What are the breaking changes in 0.4?

Most trees which only define methods for the single-argument version of children should not be affected by breaking changes in 0.4, though authors of packages containing these should review the new trait system to ensure they have added any appropriate traits which can improve performance.

Iterators types do not have breaking changes.

There are quite a few breaking changes for features of AbstractTrees.jl which were not documented or poorly documented and were therefore unlikely to be used.

The most significant changes are for indexed trees which now rely on the IndexNode object and a dedicated set of methods. Authors of packages using indexed trees should review The Indexed Tree Interface. Roughly speaking, the changes are

  • children(tree, node) $\rightarrow$ childindices(tree, node_index)
  • Iterator(tree) $\rightarrow$ Iterator(IndexNode(tree))
  • Check if your tree satisfies the StoredParents or StoredSiblings traits.
  • Consider defining childrentype or childtype (can make some algorithms closer to type-stable).

Why were breaking changes necessary for 0.4?

Prior to v0.4 AbstractTrees.jl confused the distinct concepts:

  • A tree node.
  • Values associated with the node (what is now obtained by nodevalue).
  • The position of a node in a tree.
  • A tree in its entirety.

This led to inconsistent implementations particularly of indexed tree types even within AbstractTrees.jl itself. As of 0.4 the package is much more firmly grounded in the concept of a node, alternative methods for defining trees are simply adaptors from objects to nodes, in particular IndexNode.

A summary of major internal changes from 0.3 to 0.4 is as follows:

  • All indexed tree methods of basic tree functions have been removed. Indexed trees now have dedicated methods such as childindices and parentindex.
  • Nodes can now implement nodevalue which allows for distinction between values associated with the nodes and the nodes themselves.
  • All tree navigation is now based on "cursors". A cursor provides the necessary information for moving betweeen adjacent nodes of a tree. Iterators now specify the movement among cursor nodes.
  • Iterators now depend only on iterator states. This is mostly for internal convenience and does not change the external API.
  • treemap and treemap! have been replaced with versions that depend on MapNode.

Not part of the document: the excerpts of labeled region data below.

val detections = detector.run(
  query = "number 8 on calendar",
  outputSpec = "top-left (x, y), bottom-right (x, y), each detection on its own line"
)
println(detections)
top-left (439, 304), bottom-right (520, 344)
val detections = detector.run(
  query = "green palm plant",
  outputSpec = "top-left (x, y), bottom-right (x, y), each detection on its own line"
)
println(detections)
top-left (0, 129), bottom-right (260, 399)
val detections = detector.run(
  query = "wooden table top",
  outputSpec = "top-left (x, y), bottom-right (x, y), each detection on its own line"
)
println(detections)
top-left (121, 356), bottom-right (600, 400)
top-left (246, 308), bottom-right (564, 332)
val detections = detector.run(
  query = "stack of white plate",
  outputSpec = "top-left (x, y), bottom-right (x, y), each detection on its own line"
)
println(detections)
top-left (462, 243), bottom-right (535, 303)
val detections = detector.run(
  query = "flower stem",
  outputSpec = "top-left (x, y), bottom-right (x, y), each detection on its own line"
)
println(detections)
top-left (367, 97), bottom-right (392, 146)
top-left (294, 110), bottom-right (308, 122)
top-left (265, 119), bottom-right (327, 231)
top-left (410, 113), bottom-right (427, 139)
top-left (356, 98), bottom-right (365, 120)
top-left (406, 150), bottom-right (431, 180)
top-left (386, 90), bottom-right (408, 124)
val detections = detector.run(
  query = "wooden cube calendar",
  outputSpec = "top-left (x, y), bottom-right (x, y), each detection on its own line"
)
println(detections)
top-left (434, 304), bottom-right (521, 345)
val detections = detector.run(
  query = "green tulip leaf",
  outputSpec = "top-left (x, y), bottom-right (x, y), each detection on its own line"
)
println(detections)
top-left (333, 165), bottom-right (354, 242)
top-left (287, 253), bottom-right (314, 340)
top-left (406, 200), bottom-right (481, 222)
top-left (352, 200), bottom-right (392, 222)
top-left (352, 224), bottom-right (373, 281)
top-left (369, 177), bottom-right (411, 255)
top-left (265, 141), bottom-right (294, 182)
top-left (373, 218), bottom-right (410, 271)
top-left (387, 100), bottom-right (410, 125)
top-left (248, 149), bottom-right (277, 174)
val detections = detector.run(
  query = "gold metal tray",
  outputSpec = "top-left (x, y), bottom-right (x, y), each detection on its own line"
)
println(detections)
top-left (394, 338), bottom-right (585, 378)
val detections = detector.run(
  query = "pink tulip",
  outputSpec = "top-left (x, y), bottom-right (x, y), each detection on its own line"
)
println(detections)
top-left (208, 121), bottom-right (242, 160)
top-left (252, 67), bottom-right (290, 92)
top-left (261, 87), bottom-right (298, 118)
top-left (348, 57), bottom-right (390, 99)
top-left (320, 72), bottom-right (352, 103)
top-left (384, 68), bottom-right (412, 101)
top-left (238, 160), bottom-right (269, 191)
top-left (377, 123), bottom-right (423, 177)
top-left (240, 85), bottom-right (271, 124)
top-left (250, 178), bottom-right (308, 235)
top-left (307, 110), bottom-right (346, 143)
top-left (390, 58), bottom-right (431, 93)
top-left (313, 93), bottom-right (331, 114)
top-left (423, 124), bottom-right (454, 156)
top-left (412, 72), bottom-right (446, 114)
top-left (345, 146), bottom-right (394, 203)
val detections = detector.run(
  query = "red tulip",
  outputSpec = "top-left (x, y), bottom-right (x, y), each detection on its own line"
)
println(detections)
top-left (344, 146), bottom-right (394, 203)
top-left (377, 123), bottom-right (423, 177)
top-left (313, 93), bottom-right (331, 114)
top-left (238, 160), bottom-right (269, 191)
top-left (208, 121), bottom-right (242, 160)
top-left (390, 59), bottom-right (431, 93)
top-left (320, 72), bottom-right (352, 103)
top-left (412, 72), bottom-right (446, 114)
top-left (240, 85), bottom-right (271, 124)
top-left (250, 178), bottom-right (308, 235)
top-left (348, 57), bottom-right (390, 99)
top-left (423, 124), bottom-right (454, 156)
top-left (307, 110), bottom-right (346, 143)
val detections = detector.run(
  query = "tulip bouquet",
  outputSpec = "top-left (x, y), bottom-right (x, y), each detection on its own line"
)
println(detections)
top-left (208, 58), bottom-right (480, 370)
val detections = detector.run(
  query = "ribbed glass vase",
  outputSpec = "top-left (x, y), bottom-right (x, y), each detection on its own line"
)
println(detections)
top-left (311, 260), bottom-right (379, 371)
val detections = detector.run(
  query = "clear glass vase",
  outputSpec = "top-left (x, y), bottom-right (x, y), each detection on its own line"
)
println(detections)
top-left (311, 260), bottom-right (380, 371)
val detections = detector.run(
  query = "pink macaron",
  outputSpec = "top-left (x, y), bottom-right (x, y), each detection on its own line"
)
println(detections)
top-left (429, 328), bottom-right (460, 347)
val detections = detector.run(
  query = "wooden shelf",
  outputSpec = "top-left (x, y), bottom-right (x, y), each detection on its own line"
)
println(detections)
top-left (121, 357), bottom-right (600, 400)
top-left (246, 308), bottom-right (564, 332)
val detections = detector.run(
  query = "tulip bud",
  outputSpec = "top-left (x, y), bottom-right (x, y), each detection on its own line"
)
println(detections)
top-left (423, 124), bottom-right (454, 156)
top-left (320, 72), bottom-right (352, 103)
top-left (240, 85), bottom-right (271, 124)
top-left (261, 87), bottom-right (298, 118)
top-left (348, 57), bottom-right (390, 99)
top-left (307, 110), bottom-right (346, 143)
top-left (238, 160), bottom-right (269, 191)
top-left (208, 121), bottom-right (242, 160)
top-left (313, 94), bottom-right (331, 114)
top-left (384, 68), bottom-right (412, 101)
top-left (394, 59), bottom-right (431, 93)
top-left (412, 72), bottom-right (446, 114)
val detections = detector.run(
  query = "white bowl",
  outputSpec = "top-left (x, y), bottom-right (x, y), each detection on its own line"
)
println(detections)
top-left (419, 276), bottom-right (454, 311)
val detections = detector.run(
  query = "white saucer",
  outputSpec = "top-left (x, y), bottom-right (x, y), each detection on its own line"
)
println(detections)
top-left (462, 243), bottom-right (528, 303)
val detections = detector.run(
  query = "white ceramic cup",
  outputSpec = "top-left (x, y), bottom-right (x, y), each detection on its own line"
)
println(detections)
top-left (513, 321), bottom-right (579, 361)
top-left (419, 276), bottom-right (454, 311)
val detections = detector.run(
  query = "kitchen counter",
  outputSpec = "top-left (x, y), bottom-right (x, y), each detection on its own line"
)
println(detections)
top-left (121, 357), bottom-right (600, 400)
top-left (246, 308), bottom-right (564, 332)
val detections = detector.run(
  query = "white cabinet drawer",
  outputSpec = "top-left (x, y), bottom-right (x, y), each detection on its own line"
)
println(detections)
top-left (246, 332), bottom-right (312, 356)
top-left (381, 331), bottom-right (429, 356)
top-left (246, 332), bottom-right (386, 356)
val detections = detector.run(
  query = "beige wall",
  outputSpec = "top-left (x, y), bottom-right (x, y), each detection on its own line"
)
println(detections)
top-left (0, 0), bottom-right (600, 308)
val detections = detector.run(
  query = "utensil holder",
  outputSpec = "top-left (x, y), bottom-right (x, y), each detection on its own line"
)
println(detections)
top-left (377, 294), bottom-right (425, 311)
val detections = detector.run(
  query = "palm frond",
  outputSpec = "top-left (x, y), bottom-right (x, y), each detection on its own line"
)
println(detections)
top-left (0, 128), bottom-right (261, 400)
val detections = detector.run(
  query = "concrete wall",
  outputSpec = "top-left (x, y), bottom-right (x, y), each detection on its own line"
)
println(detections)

Why aren't all iterators trees by default?

Iteration is very widely implemented for Julia types and there are many types which define iteration but which don't make sense as trees. Major examples in Base alone include Number and String, Char and Task. If there are this many examples in Base there are likely to be a lot more in other packages.

Why does treemap return a special node type?

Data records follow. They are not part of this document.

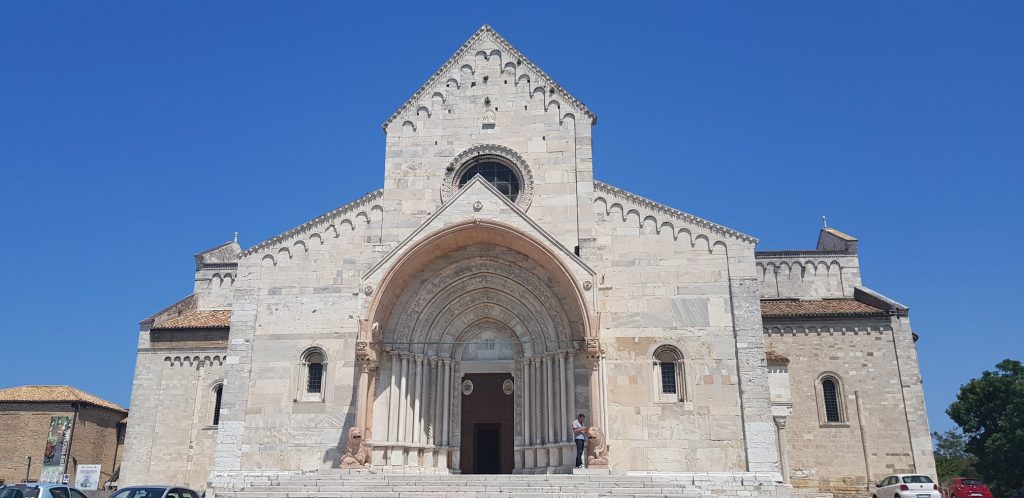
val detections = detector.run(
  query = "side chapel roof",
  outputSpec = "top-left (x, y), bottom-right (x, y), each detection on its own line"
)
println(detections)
top-left (761, 299), bottom-right (889, 318)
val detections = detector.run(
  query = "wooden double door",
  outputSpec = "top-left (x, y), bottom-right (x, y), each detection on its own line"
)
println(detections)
top-left (460, 373), bottom-right (515, 473)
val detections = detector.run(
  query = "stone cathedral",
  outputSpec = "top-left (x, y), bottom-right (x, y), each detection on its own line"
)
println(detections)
top-left (119, 26), bottom-right (935, 496)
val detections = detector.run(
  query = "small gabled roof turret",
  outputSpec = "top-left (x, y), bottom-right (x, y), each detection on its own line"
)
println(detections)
top-left (817, 226), bottom-right (857, 254)
top-left (195, 238), bottom-right (242, 272)
top-left (381, 25), bottom-right (597, 133)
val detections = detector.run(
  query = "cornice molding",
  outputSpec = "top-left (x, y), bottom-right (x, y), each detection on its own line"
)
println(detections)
top-left (594, 180), bottom-right (758, 244)
top-left (381, 25), bottom-right (597, 133)
top-left (242, 189), bottom-right (384, 257)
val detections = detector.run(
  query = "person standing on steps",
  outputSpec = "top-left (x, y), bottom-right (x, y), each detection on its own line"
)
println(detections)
top-left (572, 413), bottom-right (590, 468)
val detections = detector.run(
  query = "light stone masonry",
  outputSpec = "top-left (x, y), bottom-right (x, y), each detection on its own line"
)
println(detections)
top-left (124, 26), bottom-right (934, 497)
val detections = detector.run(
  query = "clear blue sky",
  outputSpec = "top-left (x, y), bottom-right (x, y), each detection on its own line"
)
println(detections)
top-left (0, 1), bottom-right (1024, 429)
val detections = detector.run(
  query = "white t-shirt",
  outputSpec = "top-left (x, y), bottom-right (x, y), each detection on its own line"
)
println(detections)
top-left (572, 418), bottom-right (587, 440)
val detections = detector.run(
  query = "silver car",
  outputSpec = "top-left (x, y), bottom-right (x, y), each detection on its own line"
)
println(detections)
top-left (0, 483), bottom-right (85, 498)
top-left (109, 486), bottom-right (203, 498)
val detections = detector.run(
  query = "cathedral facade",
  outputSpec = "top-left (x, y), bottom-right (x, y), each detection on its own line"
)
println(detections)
top-left (120, 26), bottom-right (935, 493)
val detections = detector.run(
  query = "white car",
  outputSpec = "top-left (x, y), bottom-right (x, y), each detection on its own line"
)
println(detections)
top-left (871, 473), bottom-right (942, 498)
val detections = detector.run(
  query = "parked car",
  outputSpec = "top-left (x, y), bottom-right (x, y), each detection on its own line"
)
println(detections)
top-left (106, 486), bottom-right (203, 498)
top-left (0, 483), bottom-right (86, 498)
top-left (871, 473), bottom-right (942, 498)
top-left (942, 478), bottom-right (992, 498)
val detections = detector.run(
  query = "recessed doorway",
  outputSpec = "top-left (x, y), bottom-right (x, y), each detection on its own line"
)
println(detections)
top-left (460, 373), bottom-right (515, 473)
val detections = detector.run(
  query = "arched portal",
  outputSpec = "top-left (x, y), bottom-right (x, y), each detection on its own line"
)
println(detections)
top-left (360, 221), bottom-right (592, 473)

As described above, older versions of this package conflate tree nodes with values attached to them. This makes sense for certain built-in types, particularly arrays, but it imposes constraints on what types of nodes a tree can have. In particular, it requires all nodes to be container types (so that they can contain their children). It was previously not possible to have a tree in which, e.g. the integer 1 was anything other than a leaf node.

The function treemap is special in that it must choose an appropriate output type for an entire tree. Nodes of this output tree cannot be chosen to be a simple array, since the contents of arrays would be fully-determined by their children. In other words, a treemap based on arrays can only map leaves.

Introducing a new type becomes necessary to ensure that it can accommodate arbitrary output types.